FashionDiff: A Controllable Diffusion Model Using Pairwise Fashion Elements for Intelligent Design
Han Yan,Haijun Zhang,Xiangyu Mu,Jicong Fan,Zhao Zhang
DOI: https://doi.org/10.1145/3581783.3612127
2023-01-01
Abstract:The process of fashion design involves creative expression through various methods, including sketch drawing, brush painting, and choices of textures and colors, all of which are employed to characterize the originality and uniqueness of the designed fashion items.
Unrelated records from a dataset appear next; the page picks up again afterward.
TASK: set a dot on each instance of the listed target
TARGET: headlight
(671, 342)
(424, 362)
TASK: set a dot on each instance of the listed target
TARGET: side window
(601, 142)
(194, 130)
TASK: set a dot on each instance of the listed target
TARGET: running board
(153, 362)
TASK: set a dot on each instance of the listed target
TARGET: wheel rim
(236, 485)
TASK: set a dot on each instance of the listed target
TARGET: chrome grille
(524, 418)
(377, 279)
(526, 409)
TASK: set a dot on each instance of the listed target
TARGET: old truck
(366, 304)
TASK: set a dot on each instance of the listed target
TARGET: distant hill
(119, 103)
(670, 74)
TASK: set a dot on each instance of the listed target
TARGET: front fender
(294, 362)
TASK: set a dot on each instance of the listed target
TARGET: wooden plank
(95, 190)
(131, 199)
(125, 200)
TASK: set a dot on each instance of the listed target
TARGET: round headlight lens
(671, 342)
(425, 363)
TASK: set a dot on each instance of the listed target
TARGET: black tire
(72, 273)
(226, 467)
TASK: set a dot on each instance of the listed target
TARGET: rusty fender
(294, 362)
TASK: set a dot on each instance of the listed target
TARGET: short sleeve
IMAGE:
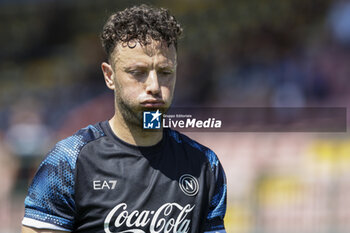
(50, 200)
(214, 222)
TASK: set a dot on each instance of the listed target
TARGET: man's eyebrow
(166, 65)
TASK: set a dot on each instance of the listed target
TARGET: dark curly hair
(139, 23)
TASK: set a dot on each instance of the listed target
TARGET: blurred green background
(267, 53)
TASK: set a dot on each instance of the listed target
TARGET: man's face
(142, 77)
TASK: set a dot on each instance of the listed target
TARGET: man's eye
(166, 72)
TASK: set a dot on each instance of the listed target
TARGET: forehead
(133, 51)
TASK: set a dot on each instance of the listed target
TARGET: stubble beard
(131, 114)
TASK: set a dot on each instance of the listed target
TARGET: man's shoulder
(186, 140)
(69, 148)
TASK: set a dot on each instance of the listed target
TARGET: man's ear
(108, 74)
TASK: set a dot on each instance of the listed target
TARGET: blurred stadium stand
(234, 53)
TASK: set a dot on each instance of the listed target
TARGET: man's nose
(152, 84)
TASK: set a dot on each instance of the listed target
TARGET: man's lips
(152, 103)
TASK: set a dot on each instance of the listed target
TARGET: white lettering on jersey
(157, 219)
(104, 184)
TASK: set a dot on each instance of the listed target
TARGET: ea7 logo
(104, 184)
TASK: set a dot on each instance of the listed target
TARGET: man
(115, 176)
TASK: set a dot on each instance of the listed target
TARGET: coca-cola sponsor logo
(158, 220)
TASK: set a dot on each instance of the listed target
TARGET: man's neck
(134, 135)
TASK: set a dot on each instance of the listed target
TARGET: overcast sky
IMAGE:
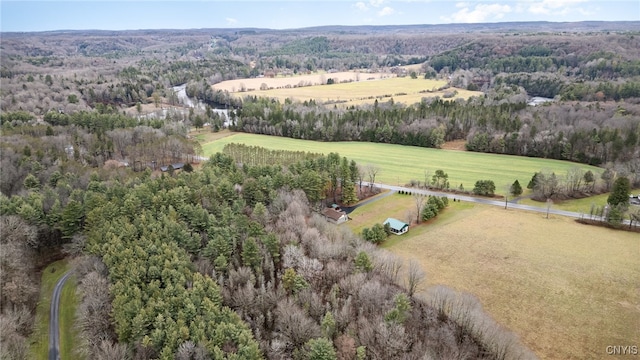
(28, 15)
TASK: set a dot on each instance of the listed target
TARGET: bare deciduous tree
(415, 277)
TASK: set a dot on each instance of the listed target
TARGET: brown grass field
(568, 290)
(347, 91)
(291, 81)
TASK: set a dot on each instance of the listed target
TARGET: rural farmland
(568, 290)
(346, 91)
(400, 164)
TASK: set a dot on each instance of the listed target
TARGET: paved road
(54, 317)
(486, 201)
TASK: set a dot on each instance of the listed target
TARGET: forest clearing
(346, 91)
(568, 290)
(400, 164)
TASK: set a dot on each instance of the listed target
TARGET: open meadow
(400, 164)
(568, 290)
(351, 92)
(577, 205)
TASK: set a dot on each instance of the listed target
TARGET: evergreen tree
(31, 182)
(320, 349)
(620, 192)
(516, 189)
(251, 254)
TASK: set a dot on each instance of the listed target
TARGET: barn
(397, 227)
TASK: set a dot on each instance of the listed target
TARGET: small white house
(397, 227)
(335, 216)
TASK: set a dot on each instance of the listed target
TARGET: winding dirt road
(54, 318)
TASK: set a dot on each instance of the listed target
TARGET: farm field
(567, 290)
(400, 164)
(577, 205)
(401, 89)
(253, 84)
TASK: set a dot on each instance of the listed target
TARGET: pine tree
(516, 189)
(620, 192)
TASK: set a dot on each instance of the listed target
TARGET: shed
(397, 227)
(335, 216)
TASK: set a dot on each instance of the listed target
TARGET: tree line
(212, 264)
(587, 133)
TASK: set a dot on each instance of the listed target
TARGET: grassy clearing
(399, 164)
(577, 205)
(40, 337)
(568, 290)
(405, 90)
(299, 81)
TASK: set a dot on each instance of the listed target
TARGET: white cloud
(386, 11)
(554, 7)
(361, 6)
(480, 13)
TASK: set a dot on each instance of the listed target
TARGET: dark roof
(395, 224)
(333, 214)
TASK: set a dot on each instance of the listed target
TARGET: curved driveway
(54, 317)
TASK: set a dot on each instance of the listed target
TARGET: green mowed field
(577, 205)
(400, 164)
(405, 90)
(567, 290)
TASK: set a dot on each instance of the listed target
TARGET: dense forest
(232, 260)
(225, 262)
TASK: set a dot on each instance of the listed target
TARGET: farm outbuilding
(397, 227)
(334, 216)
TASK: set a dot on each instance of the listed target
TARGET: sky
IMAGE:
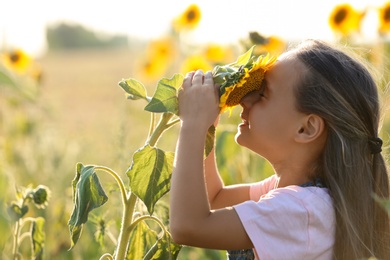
(23, 22)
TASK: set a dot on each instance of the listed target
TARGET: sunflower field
(87, 136)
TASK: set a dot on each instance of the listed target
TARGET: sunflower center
(386, 15)
(253, 83)
(191, 15)
(14, 57)
(340, 16)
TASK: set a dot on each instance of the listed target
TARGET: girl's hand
(198, 100)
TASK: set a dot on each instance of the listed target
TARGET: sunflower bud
(15, 211)
(41, 196)
(241, 77)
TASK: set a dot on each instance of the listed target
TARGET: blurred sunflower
(17, 60)
(345, 19)
(384, 18)
(241, 77)
(217, 53)
(189, 19)
(195, 62)
(273, 45)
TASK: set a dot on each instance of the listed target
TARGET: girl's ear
(311, 129)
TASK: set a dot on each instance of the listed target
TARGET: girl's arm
(192, 221)
(221, 196)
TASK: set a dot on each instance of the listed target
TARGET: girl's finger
(188, 79)
(198, 78)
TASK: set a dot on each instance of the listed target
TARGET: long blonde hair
(342, 91)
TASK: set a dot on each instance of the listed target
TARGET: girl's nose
(249, 99)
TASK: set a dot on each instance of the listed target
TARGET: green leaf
(244, 58)
(165, 97)
(210, 140)
(164, 248)
(134, 89)
(38, 237)
(150, 174)
(141, 240)
(88, 194)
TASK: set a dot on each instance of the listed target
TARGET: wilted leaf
(150, 174)
(38, 237)
(165, 97)
(141, 240)
(134, 89)
(88, 195)
(164, 248)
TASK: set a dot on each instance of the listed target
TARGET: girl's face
(270, 120)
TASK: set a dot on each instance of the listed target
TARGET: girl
(315, 120)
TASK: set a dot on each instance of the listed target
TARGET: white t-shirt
(292, 222)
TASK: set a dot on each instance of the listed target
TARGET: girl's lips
(244, 123)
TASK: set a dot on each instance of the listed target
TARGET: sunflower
(189, 19)
(345, 19)
(195, 62)
(241, 77)
(17, 60)
(384, 18)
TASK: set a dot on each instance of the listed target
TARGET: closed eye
(262, 88)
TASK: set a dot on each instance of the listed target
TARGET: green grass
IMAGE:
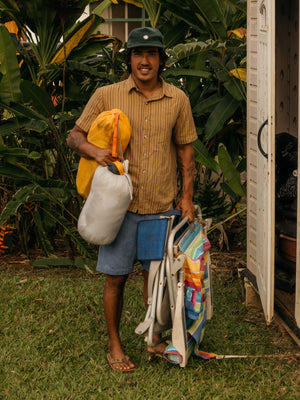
(54, 344)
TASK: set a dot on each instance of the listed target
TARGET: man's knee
(115, 282)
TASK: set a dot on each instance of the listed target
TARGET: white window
(121, 18)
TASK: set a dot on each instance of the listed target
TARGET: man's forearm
(186, 166)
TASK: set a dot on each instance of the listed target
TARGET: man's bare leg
(159, 348)
(113, 304)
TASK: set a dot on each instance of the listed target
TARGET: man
(162, 132)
Despite recent advances in intelligence-driven fashion design, the complexity of the diverse elements of a fashion item, such as its texture, color and shape, which are associated with the semantic information conveyed, continues to present challenges in terms of generating high-quality fashion images as well as achieving a controllable editing process. To address this issue, we propose a unified framework, FashionDiff, that leverages the diverse elements in fashion items to generate new items. Initially, we collected a large number of fashion images with multiple categories and created pairwise data in terms of sketch and additional data, such as brush areas, textures, or colors. To eliminate semantic discrepancies between these pairwise datasets, we introduce a feature modulation fusion (FMFusion) process, which enables interactive communication among different images, allowing them to be fused into latent spaces characterized by different resolutions. In order to produce high-quality editable fashion images, we develop a generator based on a state-of-the-art diffusion model called FD-ControlNet, which integrates latent spaces into different layers of the generator to generate ready-to-wear fashion items. Qualitative and quantitative experimental results demonstrate the effectiveness of our proposed method, and suggest that our model can offer flexible control over the generated images in terms of sketches, brush areas, textures, and colors.